If your twisted little heart beats for the horror/slasher aisle at Blockbuster, this is your week, as the hellish and horrific will be celebrated at two freaky fests just in time for Halloween.
The celebration starts with a visit from B-movie-producer-director-mogul Charles Band. Though most of his films will never make the cover of Premiere or unspool at an actual theater, to legions of horror fans and lovers of schlocky B-cinema, the Full Moon Video auteur is just as influential as Hitchcock or Spielberg. Band, the force behind flicks like Puppet Master, Re-animator, Ghoulies, Femalien and Demonic Toys, has worked with Demi Moore, Helen Hunt, Viggo Mortensen and Julia Louis-Dreyfus. His Full Moon Horror Road Show includes screenings of classic Band clips, freaky movie props, a fashion show (with items like "monster bras"), memorabilia for sale and more. Band is waiving admission fees for this stop, hoping his gory sideshow will pep up Houstonians who were "housing refugees only to turn around and spend 1,000 hours in traffic themselves," he says.
"I just wanted to do something, and thought this would be a fun release. Humor and horror are in the same realm," adds Band, whose latest flick, Gingerdead Man, pits a grouchy Gary Busey against a pissed-off cookie. "A guy in a ski mask killing people doesn't do it for me. But a puppet, demonic toy or even a cookie killing people...well, that's fun!"

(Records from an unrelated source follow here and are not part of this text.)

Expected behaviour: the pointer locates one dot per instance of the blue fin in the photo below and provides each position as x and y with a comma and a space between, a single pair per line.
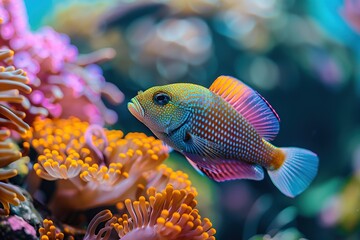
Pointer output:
223, 170
296, 173
250, 104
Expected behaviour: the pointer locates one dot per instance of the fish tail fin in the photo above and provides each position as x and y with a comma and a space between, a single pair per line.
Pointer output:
297, 171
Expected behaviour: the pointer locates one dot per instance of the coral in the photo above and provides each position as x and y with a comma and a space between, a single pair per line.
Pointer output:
96, 166
15, 227
64, 83
170, 214
12, 82
49, 231
104, 232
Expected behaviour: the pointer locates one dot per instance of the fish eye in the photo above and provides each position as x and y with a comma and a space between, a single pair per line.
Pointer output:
161, 98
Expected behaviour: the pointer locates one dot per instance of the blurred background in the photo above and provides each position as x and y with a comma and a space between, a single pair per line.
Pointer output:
302, 56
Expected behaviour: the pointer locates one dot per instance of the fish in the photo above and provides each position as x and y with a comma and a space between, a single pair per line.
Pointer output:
224, 132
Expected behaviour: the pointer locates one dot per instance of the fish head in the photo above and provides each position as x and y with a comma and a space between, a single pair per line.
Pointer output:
162, 108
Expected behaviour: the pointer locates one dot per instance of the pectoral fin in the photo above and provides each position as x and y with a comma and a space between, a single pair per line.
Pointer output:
223, 170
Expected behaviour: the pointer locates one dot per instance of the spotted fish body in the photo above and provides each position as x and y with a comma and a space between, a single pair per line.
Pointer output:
214, 120
224, 131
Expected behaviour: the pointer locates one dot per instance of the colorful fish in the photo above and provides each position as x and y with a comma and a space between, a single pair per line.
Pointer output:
224, 131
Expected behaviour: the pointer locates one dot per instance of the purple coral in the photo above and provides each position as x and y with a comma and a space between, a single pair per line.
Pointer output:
64, 83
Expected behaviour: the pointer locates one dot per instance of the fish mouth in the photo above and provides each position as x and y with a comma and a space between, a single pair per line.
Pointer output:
136, 109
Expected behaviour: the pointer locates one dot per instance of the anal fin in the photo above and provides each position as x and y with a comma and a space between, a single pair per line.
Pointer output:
224, 170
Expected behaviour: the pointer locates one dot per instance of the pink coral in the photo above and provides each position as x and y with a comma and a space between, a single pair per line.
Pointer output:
64, 83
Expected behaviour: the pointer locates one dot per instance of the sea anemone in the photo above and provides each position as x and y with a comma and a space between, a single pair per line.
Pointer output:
49, 231
95, 166
170, 214
12, 82
64, 83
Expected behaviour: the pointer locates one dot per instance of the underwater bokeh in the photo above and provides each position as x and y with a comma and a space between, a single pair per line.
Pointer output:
75, 164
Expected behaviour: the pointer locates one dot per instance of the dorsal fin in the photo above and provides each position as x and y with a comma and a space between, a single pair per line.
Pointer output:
250, 104
224, 170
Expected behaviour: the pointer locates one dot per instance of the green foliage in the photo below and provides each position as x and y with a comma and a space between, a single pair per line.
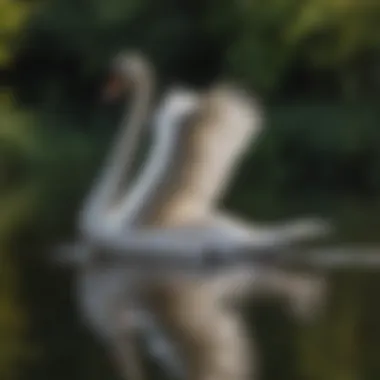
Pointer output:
13, 15
316, 156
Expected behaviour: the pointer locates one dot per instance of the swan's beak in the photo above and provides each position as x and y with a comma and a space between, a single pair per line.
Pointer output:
114, 88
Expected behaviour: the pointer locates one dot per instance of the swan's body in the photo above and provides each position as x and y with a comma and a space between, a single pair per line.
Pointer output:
172, 207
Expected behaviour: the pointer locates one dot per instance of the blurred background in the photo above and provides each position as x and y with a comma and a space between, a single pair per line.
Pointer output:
315, 64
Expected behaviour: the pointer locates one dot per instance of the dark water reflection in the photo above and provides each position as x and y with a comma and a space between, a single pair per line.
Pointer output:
343, 345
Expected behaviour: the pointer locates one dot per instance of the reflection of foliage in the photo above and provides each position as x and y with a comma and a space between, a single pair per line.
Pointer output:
13, 321
308, 153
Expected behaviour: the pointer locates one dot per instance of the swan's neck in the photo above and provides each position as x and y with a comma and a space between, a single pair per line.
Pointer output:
144, 192
118, 164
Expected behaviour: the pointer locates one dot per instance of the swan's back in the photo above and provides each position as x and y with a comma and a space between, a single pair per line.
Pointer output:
207, 154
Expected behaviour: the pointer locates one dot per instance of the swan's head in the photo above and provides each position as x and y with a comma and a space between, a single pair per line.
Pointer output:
128, 69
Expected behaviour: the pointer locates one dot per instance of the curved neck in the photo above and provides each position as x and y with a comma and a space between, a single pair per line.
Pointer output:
118, 164
144, 191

The Full Moon Horror Road Show
The Full Moon hits town 7 p.m. Thursday, October 6. The Meridian, 1503 Chartres, 713-225-1717, www.meridianhouston.com . Free. Silver Screams runs 5:30 p.m. to midnight Friday, October 7, and 11 a.m. to midnight Saturday, October 8, at the Angelika Film Center, 510 Texas. For tickets and a schedule, call 713-647-7709 or visit www.silverscreams.org. $13 per film; $125 for festival pass.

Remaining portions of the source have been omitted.